Summary — HB 4507 (Public Health Code: sentencing for certain deadly drug/device offenses)
Status and basic info
- Bill: HB 4507 — amends section 17764 of the Public Health Code (MCL 333.17764).
- Sponsor: Rep. Sarah Lightner. Filed March 12, 2025; introduced May 21, 2025; committee work in April–June 2025; placed on third reading July 24, 2025.
- Tie-bar: Cannot take effect unless HB 4506 is enacted. HB 4506 creates the new sentencing/resentencing procedure (proposed MCL 769.25b); HB 4508 makes parallel Penal Code changes.
Purpose / intent
- To create a statutory procedure by which defendants who were 19 or 20 years old at the time of a qualifying offense can be considered for a sentence of life without parole (LWOP), following an individualized judicial process similar to existing protections for those under 18.
Key substantive provisions
- Amends MCL 333.17764 to preserve the existing prohibitions and penalties in the Public Health Code for adulterating, misbranding, or otherwise contaminating drugs/devices, while modifying the LWOP sentencing reference to allow application of the new judicial process (sections 25, 25a, and newly proposed 25b of Chapter IX of the Code of Criminal Procedure).
- Under the companion procedural framework (HB 4506 / proposed MCL 769.25b), prosecutors may file a motion seeking LWOP for defendants who were 19 or 20 at the time of the offense. Important deadlines and procedures:
- Motion must be filed no later than 42 days after conviction.
- For defendants convicted before the bill’s effective date, prosecutors may move for resentencing within 360 days after that date; any resentenced defendant receives credit for time served.
- Defendant must file a response within 14 days of notice.
- Court must hold a hearing, consider Miller v. Alabama (and related youth-specific sentencing factors), the defendant’s record while incarcerated, and any other relevant criteria.
- Victims of the original offense must be given the opportunity to appear and give an oral impact statement under the William Van Regenmorter Crime Victim’s Rights Act.
- Sentencing outcomes:
- The sentencing judge (or successor) must decide between imposing LWOP or a term-of-years sentence with a minimum between 35 and 50 years and a maximum of not less than 80 years. Any term-of-years sentence must run consecutively to sentences for offenses arising from the same transaction.
- If the prosecutor does not timely file a motion for LWOP, the court must impose the required term-of-years range instead.
- HB 4507 specifically modifies the Public Health Code §§ 17764(7) LWOP language to incorporate the procedures of sections 25/25a/25b (i.e., the new individualized consideration for 19- and 20‑year‑olds).
Offenses affected
- The bill’s procedural change applies to qualifying deadly offenses referenced in the Public Health Code provision and corresponding Penal Code provisions, including (among others):
- Adulterating/misbranding drugs/devices that, with intent to kill or to cause serious impairment of a body function of two or more people, results in death (public-health-code provision targeted by HB 4507).
- Acts that willfully mingle poison into food/drink/water causing death.
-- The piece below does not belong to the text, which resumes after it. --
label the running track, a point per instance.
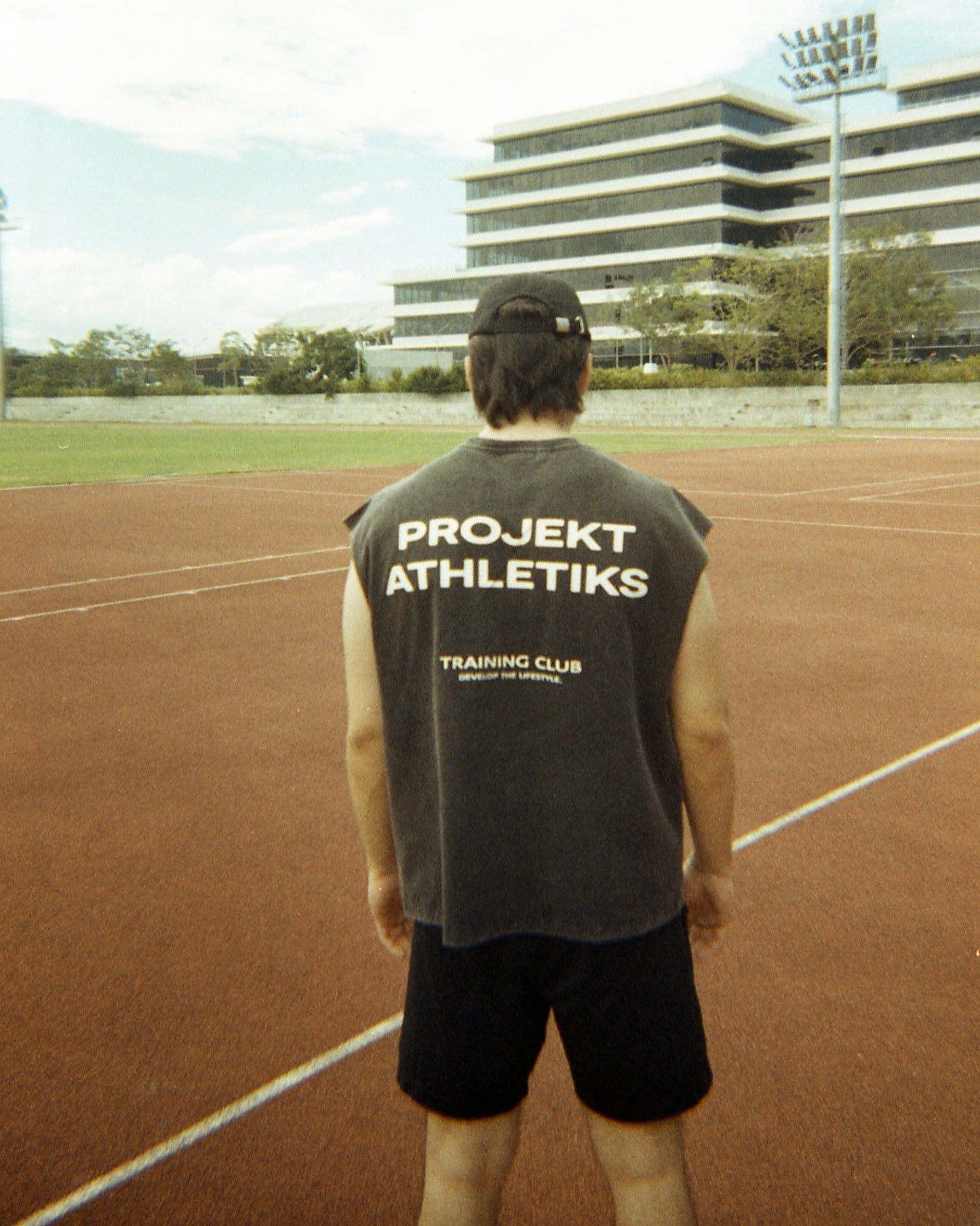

- First-degree murder, premeditated terrorism causing death, explosives/bombs/harmful-device offenses, and any other offense where parole eligibility is expressly denied under state law (HB 4508 addresses the Penal Code cross‑references).
- Note: HB 4507 mainly updates statutory cross‑references so the Public Health Code offenses are subject to the new youth‑focused LWOP procedure created in HB 4506.
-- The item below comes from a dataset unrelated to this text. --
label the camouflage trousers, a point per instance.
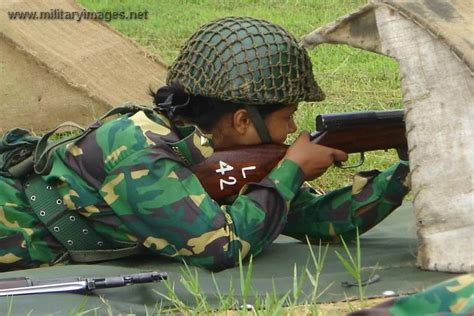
(26, 243)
Background / legal context
- The bills respond to Eighth Amendment and state-law developments (Miller v. Alabama, Montgomery v. Louisiana) and Michigan case law (People v. Parks extending protections to 18‑year‑olds). HB 4506–4508 extend an individualized sentencing framework to 19‑ and 20‑year‑olds for the limited set of LWOP-eligible crimes.
Potential impact
- Creates a path for prosecutors to seek LWOP for 19–20-year-old offenders of specified deadly drug/device and related offenses, but requires individualized hearings where youth-related mitigating factors must be considered.
- Authorizes resentencing motions for eligible defendants previously convicted, subject to filing deadlines.
- Changes are contingent on enactment of HB 4506; absent HB 4506, HB 4507 would not take effect.